Essen. Was #Aufschrei und Germany’s next Topmodel gemeinsam haben, darüber haben sich die Gäste beim Maischberger-Talk die Köpfe zerbrochen. Dass die Sexismus-Debatte noch immer in ihren Anfängen hängen geblieben ist, erfuhren stattdessen die Zuschauer, die sich den Talk in der ARD zu Ende ansahen.
Sandra Maischberger fragte in ihrer Sendung am Dienstagabend „Die Sexismus-Debatte – was hat sie gebracht?“ Nach dem 75-minütigen Talkduell, in dem alle Klischees bedienend Männer und Frauen fein säuberlich sowohl im Publikum als auch bei den Gästen getrennt wurden, könnte allerdings auch die Frage gestellt werden: Sendungen über Sexismus, was bringen sie uns überhaupt noch?
Trotz launiger Unterhaltung, in der Vorzeige-Macho Heiner Lauterbach und Alt-Emanze Alice Schwarzer das ein oder andere spitze Wortgefecht austrugen, verlief sich die Diskussion doch mehr und mehr in die unendlichen Weiten der Wortklauberei. Ein Beispiel gefällig? Da wurde das wie angestachelt wirkende weibliche Publikum flugs vor laufender Kamera dazu genötigt, mitzuteilen, ob sie jemals sexuell genötigt seien.

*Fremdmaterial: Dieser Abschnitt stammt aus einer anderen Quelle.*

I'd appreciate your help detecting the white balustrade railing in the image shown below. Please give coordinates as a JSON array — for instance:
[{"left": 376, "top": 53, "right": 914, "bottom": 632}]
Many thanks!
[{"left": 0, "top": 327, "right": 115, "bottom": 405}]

Wo beginnt sexuelle Nötigung?
80 Prozent der Damen bejahten dies auch fix per griffbereiter Abstimmungsfernbedienung. Doch wo sexuelle Nötigung überhaupt beginnt, darüber waren sich die Gäste um Lauterbach, Schwarzer, Birgit Kelle, Vorsitzende des Vereins „Frau 2000plus“ und bekennende Anti-Feministin, TV-Moderatorin Birgitt Schrowange, Spiegel-Redakteur Jan Fleischauer und Aufschrei-Begründerin Anna-Katharina Meßmer ebenso wenig einig, wie ob einer Definition des Begriffes Sexismus an sich. Dass sich hier nämlich immer noch ein Grundproblem, der selbstverständlich wichtigen Debatte befindet, daran vermochte auch Moderatorin Maischberger nichts zu ändern.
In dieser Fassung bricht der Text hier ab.